The main cause was that one of our three production clusters went completely offline. Once that cluster went down, we needed to re-allocate models to our remaining two clusters. The downed cluster took 10 hours to fully restore due to several unexpected events detailed below. While most models recovered before the cluster was restored, Fine-tuned Davinci was not able to fully recover until the cluster was restored.
Fine-tuned Curie was timing out for most requests until 00:10 PDT (5 hours). Fine-tuned Davinci was timing out for most requests until 06:40 PDT (12 hours). There were several reasons why fine-tuned models took so long to restore.
While we normally keep healthy infrastructure headroom, these margins were exhausted with the loss of an entire cluster. For us GPUs are the most constrained resource. Due to fundamental supply chain constraints we are unable to provision more GPUs with hours of notice. While we were able to maximally use our remaining fleet, we would not be able to fully restore service without our downed cluster coming back online.
Each fine-tuned model is very large in size. We have many fine-tuned models across all of our customers. Normally, we only load a few at a time from Azure Blob Storage. When we restore all fine-tuned services from scratch, we're massively bottlenecked by Azure Blob Storage bandwidth. This was made worse by cross-cluster data transfer. We normally have many layers of caching to alleviate this; however, the nature of this move invalidated all of those.

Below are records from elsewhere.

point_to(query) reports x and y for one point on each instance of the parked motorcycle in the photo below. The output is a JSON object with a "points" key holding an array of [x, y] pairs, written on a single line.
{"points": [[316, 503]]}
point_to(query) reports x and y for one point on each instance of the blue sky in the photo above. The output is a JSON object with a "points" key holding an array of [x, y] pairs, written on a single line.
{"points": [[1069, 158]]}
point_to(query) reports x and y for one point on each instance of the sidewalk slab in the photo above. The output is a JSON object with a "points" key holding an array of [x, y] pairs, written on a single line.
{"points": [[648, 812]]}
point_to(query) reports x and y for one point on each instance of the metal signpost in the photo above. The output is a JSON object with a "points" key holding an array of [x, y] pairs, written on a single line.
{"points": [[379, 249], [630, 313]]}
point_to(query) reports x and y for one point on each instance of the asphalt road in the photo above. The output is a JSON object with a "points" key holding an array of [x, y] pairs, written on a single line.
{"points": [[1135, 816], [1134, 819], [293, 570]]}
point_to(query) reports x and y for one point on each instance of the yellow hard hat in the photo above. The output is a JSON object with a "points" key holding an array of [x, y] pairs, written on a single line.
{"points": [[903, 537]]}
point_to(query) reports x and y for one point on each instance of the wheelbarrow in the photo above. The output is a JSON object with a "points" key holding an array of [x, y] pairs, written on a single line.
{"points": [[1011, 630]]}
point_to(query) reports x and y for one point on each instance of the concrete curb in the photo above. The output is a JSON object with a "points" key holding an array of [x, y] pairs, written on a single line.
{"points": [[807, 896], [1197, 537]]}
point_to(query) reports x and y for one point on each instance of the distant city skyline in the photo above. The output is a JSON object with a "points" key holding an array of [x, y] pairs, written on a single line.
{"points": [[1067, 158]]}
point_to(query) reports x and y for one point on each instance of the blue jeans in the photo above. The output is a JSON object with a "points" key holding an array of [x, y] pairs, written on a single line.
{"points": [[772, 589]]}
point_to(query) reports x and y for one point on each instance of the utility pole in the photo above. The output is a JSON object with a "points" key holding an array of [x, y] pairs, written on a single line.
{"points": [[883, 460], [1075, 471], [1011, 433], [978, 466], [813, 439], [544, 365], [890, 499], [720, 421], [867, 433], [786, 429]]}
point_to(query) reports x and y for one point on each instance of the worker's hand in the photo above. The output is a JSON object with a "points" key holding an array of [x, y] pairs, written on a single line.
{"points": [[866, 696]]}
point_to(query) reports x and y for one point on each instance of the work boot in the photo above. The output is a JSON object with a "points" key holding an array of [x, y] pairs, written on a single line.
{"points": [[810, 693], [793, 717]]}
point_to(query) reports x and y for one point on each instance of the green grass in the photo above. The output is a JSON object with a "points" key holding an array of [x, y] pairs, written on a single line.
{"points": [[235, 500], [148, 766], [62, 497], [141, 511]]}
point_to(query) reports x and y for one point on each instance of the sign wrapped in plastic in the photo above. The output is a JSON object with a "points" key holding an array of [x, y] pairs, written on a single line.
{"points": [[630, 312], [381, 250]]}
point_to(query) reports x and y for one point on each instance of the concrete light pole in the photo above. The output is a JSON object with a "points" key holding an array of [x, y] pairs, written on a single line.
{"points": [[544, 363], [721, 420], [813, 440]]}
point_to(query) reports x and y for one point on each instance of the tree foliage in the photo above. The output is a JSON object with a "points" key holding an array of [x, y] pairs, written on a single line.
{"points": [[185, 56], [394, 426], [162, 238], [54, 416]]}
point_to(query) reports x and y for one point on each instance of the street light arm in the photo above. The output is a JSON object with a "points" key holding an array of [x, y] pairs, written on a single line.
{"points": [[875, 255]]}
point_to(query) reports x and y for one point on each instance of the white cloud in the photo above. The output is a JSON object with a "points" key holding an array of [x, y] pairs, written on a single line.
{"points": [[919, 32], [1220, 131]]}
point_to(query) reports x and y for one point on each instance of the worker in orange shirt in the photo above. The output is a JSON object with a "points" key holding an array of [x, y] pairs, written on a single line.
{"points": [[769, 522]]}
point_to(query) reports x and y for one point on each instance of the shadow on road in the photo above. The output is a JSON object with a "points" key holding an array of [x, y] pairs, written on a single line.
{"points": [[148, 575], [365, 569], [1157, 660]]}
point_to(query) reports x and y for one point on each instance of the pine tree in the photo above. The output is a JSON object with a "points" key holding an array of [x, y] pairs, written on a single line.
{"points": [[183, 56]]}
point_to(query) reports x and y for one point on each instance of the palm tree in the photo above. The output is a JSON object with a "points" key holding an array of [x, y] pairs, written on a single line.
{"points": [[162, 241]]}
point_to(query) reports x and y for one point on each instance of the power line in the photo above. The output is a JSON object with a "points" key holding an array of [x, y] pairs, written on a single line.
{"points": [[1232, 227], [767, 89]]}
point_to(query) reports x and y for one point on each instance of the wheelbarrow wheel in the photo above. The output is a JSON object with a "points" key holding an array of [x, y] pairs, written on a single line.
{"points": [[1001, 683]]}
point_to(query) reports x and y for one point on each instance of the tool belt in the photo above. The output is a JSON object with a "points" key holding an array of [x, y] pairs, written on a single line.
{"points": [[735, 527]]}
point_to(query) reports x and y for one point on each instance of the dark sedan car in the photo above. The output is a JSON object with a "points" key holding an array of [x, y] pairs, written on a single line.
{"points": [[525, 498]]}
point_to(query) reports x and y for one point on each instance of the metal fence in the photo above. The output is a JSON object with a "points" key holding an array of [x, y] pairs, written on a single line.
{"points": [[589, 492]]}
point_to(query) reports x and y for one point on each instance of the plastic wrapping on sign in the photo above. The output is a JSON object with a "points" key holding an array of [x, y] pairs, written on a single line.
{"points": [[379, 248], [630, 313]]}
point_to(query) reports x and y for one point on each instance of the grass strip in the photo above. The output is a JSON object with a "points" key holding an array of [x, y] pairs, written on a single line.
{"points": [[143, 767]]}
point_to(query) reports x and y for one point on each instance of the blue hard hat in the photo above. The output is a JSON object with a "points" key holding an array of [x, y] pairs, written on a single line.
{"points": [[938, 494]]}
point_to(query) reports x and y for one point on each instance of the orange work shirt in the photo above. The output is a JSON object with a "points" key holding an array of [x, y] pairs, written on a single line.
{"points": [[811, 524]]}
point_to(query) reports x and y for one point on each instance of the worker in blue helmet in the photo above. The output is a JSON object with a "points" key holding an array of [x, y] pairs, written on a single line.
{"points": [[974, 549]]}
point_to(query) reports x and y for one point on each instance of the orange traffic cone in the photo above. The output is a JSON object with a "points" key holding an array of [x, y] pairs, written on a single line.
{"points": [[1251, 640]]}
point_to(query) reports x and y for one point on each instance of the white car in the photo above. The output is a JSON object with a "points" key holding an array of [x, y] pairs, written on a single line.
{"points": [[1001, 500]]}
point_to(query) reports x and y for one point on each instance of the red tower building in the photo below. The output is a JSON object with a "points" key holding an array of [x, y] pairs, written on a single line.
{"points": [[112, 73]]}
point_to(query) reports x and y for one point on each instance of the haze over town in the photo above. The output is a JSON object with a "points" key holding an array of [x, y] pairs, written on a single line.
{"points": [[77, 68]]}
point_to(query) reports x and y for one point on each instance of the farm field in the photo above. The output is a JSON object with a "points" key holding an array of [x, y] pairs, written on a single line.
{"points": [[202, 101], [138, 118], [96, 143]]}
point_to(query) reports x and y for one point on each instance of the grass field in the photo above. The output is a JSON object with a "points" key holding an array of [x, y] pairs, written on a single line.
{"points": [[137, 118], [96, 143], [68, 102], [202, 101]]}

The cluster went down due to a combination of human error, unforeseen holes in our safeguards, and subtly missing information about the impacts of destructive operations. It took us until about 05:30 PDT (10½ hours) to restore this cluster. Our clusters are managed with Terraform and Kubernetes via Azure Kubernetes Service (AKS). Normally cluster creation is fairly quick. There were several unexpected issues that led to this taking a long time to restore.
During cluster setup we lost connection to AKS. After working with Azure support, we ended up rebuilding our VPN link to mitigate. We later unexpectedly lost connection again to Azure Private Link. We worked with Azure support again to build workarounds. We do not yet have a root cause of these issues and are actively working with Azure on cause and remediations.
A Kubernetes upgrade would alleviate some of these network problems. After performing the upgrade, we discovered our Ingress was incompatible with the new Kubernetes version. Fixing these ingress problems was not feasible given the time constraints, and we discovered that AKS does not allow Kubernetes downgrades.
We finally tore down and rebuilt the cluster again from scratch. This was successful and we began moving traffic back into this cluster between 05:30 and 06:30 PDT.
We are reprioritizing other product and engineering efforts to immediately dedicate significant resources to the following:
We are actively underway with several remediations to prevent this type of accident from happening again, ensure recovery is faster, and overall improve the performance of our infrastructure.
We expect most of these remediations to be implemented within days and have reprioritized other efforts to immediately work on these improvements.